Click here for a summary of this patriarchal chronology of the period from Adam to Abraham.


These dates of the creation of the first man, Adam, and of the Flood agree with some of available archaeological evidence. The place and time of the beginning of the earliest great city civilization in the Mesopotamia valley as determined by secular evidence agrees well with these dates determined from the Biblical account in Genesis 5 and 11. Archaelogical evidence of the date of the origin of the earliest civilization is about 3700-3500 B.C., and agrees with the Biblical period from 3617 B.C., the birth of Eber, to 3153 B.C., the birth of Peleg. The date of 3700 B.C. is suggested by William Foxwell Albright [4] for the beginning of the earliest civilization, and this date is accepted by most archaeologists. Some other archaeologists suggest a later date of 3500 B.C. [5]

The events related to the Tower of Babel in all probability made their impact on the development of writing. The confusion of tongues in the plains of Shinar or Sumer sometime between 3153 and 2914 B.C. could well have been the catalyst that produced writing. Before this dramatic, civilization-splitting event, only one language was spoken in all the world. Verbal communication was easy and reliable.
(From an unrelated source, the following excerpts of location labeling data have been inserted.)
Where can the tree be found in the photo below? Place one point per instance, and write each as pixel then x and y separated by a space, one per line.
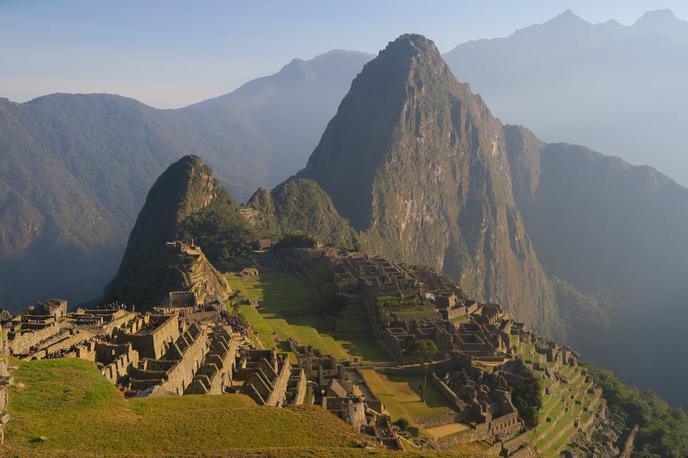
pixel 423 350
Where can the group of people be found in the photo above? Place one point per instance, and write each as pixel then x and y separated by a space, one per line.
pixel 234 323
pixel 118 306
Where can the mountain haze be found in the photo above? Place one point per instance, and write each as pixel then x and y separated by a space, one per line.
pixel 418 165
pixel 75 168
pixel 617 89
pixel 185 203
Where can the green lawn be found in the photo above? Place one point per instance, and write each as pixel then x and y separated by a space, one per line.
pixel 289 310
pixel 401 396
pixel 79 413
pixel 70 403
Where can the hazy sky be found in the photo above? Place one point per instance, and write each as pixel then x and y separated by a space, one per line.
pixel 169 53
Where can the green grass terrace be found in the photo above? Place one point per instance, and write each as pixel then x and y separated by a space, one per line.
pixel 288 309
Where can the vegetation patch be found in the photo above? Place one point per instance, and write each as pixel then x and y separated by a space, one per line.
pixel 65 407
pixel 288 309
pixel 401 395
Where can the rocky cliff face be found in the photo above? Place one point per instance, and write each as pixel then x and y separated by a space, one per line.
pixel 186 202
pixel 418 165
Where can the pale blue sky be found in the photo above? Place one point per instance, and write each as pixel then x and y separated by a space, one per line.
pixel 170 53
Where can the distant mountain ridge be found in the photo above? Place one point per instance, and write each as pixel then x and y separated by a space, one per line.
pixel 75 168
pixel 418 165
pixel 616 89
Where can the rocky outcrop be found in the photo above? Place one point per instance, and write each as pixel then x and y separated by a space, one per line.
pixel 186 202
pixel 300 206
pixel 418 165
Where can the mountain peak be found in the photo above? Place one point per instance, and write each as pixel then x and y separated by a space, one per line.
pixel 411 45
pixel 657 17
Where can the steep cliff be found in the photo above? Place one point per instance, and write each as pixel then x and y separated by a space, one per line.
pixel 187 203
pixel 300 206
pixel 418 165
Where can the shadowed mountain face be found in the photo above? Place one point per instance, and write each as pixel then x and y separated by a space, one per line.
pixel 616 89
pixel 605 225
pixel 186 202
pixel 418 165
pixel 75 169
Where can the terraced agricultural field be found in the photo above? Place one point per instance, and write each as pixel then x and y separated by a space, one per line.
pixel 565 411
pixel 289 310
pixel 65 407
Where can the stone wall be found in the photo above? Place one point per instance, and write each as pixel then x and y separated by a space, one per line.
pixel 216 372
pixel 267 381
pixel 152 343
pixel 22 342
pixel 182 373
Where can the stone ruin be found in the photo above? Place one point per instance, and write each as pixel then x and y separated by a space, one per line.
pixel 144 354
pixel 340 388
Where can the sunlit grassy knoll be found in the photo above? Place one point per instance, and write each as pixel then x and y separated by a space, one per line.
pixel 289 310
pixel 401 396
pixel 81 414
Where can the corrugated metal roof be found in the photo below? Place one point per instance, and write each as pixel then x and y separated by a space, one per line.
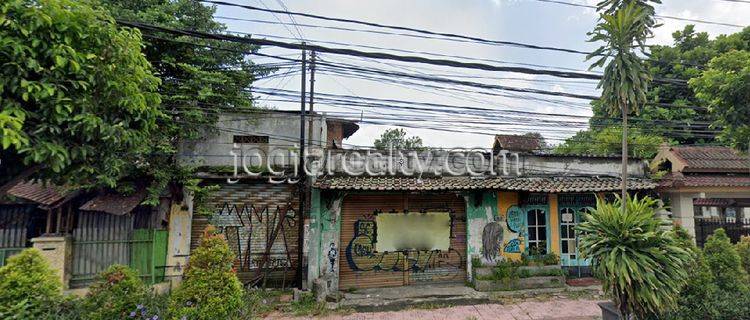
pixel 115 203
pixel 532 184
pixel 714 159
pixel 46 195
pixel 704 180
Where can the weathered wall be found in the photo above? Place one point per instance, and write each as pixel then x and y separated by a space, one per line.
pixel 282 129
pixel 483 241
pixel 250 214
pixel 361 266
pixel 324 235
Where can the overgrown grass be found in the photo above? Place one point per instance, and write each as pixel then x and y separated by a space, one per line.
pixel 307 306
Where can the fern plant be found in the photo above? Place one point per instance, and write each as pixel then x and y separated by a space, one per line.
pixel 639 260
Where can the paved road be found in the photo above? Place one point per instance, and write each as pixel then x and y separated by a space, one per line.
pixel 557 309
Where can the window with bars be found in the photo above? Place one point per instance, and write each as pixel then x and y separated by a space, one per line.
pixel 537 231
pixel 250 139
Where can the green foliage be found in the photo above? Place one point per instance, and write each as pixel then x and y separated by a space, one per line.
pixel 77 96
pixel 624 28
pixel 706 296
pixel 396 139
pixel 210 289
pixel 641 265
pixel 203 81
pixel 28 286
pixel 683 60
pixel 743 248
pixel 725 87
pixel 115 293
pixel 725 263
pixel 608 141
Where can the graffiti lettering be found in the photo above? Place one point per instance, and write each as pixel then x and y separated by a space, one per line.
pixel 515 219
pixel 259 237
pixel 513 246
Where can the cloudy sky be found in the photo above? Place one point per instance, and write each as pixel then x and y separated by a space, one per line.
pixel 525 21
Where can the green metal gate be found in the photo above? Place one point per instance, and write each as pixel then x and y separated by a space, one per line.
pixel 102 240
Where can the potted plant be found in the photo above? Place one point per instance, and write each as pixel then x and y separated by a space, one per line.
pixel 640 262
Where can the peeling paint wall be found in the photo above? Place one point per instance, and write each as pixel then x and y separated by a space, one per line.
pixel 481 210
pixel 325 228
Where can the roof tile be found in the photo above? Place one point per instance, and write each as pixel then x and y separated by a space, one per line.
pixel 533 184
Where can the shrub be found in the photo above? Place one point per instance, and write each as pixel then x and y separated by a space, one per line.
pixel 743 248
pixel 114 294
pixel 28 286
pixel 641 265
pixel 210 289
pixel 725 262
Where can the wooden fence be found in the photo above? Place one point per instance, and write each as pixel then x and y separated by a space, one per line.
pixel 13 229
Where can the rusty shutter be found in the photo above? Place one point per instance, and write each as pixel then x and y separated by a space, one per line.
pixel 360 267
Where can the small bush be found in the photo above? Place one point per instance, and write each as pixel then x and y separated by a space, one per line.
pixel 725 262
pixel 743 248
pixel 210 289
pixel 115 293
pixel 28 286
But then came this event that shook the very foundations of this great civilization. Men could no longer understand each other. They had to find a better way. Inventing symbols and putting them on clay tablets would provide a way of communicating although their spoken languages differed.
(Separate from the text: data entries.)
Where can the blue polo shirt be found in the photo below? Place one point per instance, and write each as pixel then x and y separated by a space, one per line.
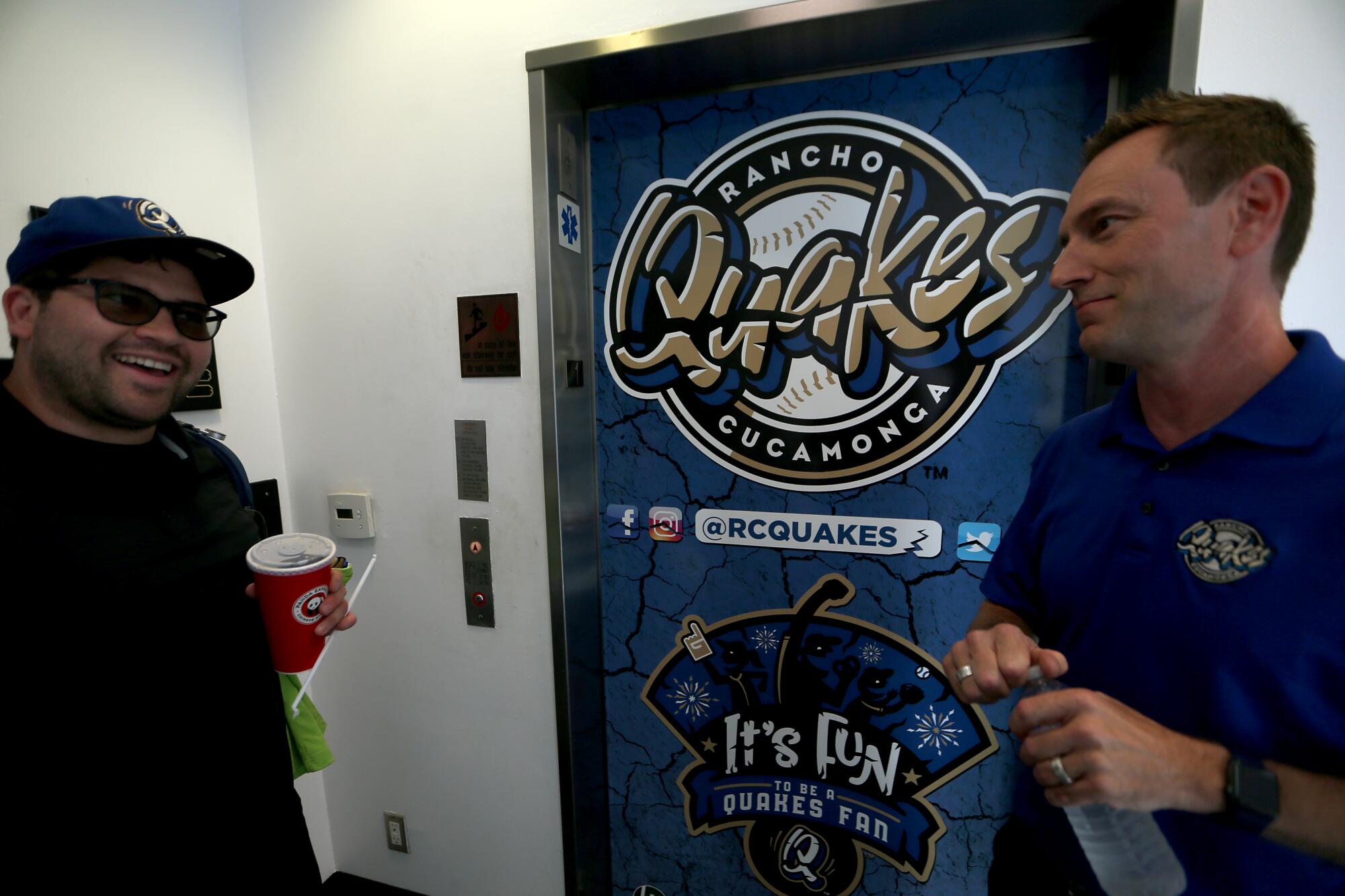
pixel 1200 585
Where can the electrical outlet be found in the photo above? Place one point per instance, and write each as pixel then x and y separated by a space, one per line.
pixel 396 829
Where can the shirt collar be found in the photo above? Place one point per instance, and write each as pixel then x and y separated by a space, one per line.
pixel 1292 411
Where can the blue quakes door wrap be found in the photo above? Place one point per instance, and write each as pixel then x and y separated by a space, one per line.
pixel 828 354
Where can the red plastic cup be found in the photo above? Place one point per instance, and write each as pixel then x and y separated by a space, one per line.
pixel 294 575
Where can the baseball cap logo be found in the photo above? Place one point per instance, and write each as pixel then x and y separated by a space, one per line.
pixel 154 217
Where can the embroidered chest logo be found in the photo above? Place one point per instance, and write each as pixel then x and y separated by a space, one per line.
pixel 821 736
pixel 1223 551
pixel 827 300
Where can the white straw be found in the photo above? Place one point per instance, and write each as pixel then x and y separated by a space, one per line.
pixel 328 646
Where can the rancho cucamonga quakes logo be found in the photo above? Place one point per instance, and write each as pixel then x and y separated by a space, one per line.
pixel 307 607
pixel 153 216
pixel 828 299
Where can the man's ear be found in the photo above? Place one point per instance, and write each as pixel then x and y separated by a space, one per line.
pixel 1261 198
pixel 21 311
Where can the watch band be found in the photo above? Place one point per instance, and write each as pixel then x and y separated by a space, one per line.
pixel 1252 794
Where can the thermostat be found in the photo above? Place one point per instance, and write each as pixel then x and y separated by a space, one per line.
pixel 352 516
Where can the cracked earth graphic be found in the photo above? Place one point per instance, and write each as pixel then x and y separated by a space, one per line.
pixel 1017 122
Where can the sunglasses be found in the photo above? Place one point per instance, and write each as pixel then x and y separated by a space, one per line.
pixel 132 306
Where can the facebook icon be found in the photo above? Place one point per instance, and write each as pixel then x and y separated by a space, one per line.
pixel 621 521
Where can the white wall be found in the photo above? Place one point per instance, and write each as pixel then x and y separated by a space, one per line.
pixel 149 99
pixel 393 171
pixel 1295 52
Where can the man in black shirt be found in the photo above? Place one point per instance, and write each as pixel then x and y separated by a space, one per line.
pixel 150 716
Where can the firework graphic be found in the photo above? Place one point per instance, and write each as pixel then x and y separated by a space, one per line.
pixel 937 729
pixel 692 698
pixel 766 639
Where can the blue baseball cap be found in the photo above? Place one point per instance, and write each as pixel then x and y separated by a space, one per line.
pixel 92 228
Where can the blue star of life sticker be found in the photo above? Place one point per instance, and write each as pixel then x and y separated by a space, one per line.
pixel 568 216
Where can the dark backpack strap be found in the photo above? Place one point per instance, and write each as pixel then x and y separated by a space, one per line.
pixel 228 459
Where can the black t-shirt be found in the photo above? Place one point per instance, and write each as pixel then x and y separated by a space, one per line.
pixel 150 719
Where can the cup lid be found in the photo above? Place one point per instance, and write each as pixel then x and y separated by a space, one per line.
pixel 291 555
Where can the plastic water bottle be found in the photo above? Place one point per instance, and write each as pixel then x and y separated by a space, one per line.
pixel 1128 850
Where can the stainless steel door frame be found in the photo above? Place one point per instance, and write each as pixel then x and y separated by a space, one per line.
pixel 1156 45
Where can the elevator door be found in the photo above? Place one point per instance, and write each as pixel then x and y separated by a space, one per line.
pixel 828 352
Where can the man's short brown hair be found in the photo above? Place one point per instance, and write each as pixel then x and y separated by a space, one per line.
pixel 1214 140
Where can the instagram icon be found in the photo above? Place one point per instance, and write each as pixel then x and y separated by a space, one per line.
pixel 665 524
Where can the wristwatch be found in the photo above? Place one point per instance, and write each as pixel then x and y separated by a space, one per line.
pixel 1252 792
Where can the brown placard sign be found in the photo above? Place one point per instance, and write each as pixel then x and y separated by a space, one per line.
pixel 488 330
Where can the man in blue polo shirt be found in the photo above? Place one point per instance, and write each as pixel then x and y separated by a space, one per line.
pixel 1176 553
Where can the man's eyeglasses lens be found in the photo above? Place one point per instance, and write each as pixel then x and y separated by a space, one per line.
pixel 126 304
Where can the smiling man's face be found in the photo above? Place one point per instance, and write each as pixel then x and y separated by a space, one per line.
pixel 1147 266
pixel 115 376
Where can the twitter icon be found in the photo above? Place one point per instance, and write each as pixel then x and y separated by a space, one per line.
pixel 977 541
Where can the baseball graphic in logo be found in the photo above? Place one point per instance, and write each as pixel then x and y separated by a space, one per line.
pixel 1223 551
pixel 309 603
pixel 828 299
pixel 822 736
pixel 154 217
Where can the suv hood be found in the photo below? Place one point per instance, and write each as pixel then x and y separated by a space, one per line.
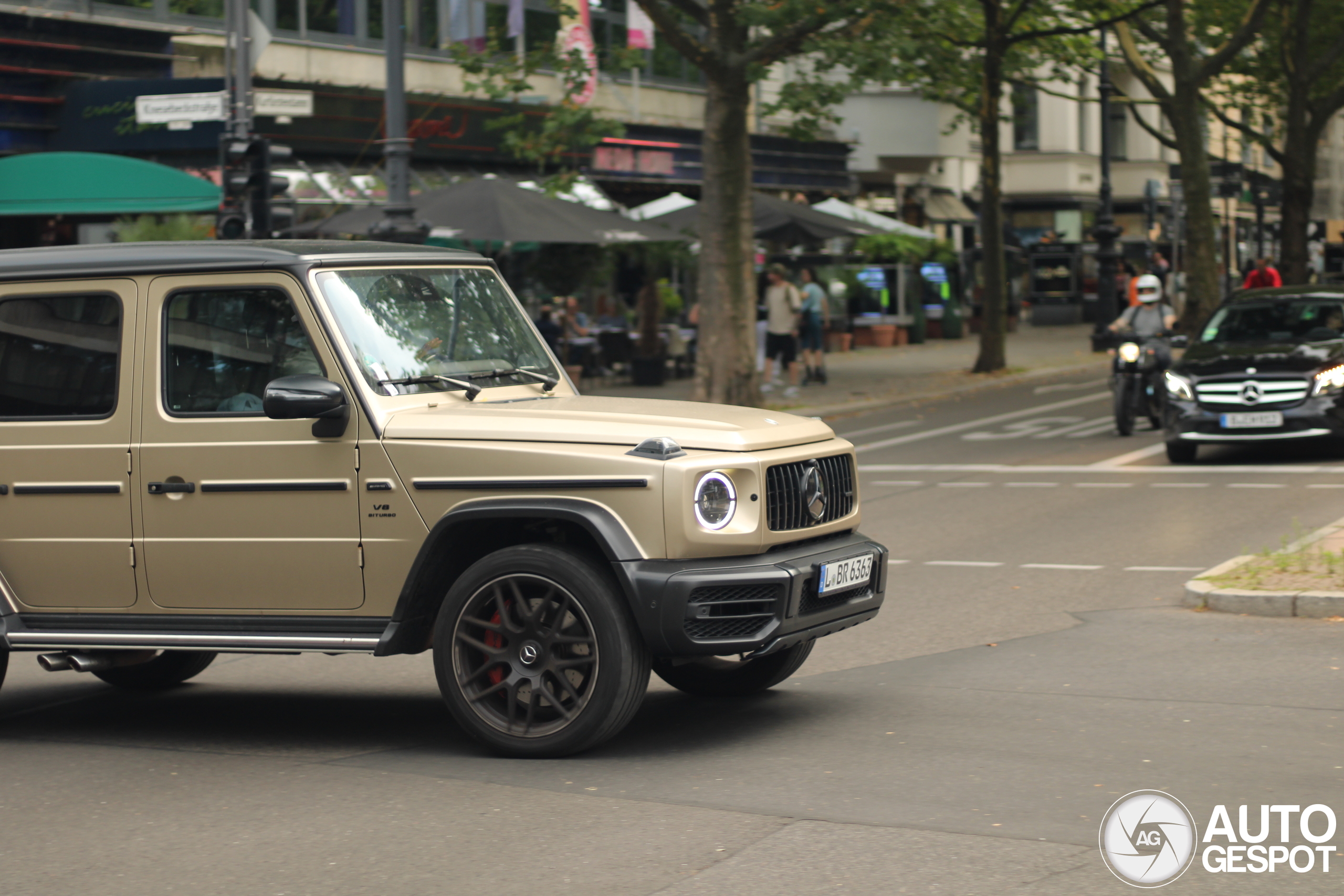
pixel 609 421
pixel 1213 359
Archaeologist vary in their estimates as to when writing first began. Some choose the date as early as 3500 B.C., although the oldest cuneiform tablets which can easily be read, are dated to the time of 2800 B.C. In light of the small number of the tablets dating earlier than 2800 B.C., many archaeologists believe writing began several hundred years later than 3500 B.C. or about 3000 B.C. This brings up the interesting problem of the earliest date for the existence of some of the Biblical documents. It is certainly possible that early portions of the Genesis account may have existed on clay tablets at the time Moses put them together as the book of Genesis.

 

ENDNOTES


[1] Henry M. Morris and John C. Whitcomb, The Genesis Flood
(Grand Rapids, Michigan: Baker Book House, 1961, 13th printing, 1970), p. 222.

[2] Henry M. Morris, ed., Scientific Creationism, General Edition,
Prepared by the technical staff and consultants of the Institute of Creation Research,
(San Diego, California: Creation-Life Publishers, 1974, 3rd ed., 1976.), p. 213.

[3] Henry M. Morris, Science and the Bible,
Revised and Updated
(Chicago: Moody Press, 1986), pp. 72-74.

[4] William Foxwell Albright, From Stone Age to Christianity
(New York: Doubleday & Co., Inc., 1957), p. 32.

[5] M. B. Rowton, On the Cambridge Ancient History
(Cambridge: Cambridge University Press, 1964), pp. 57-58.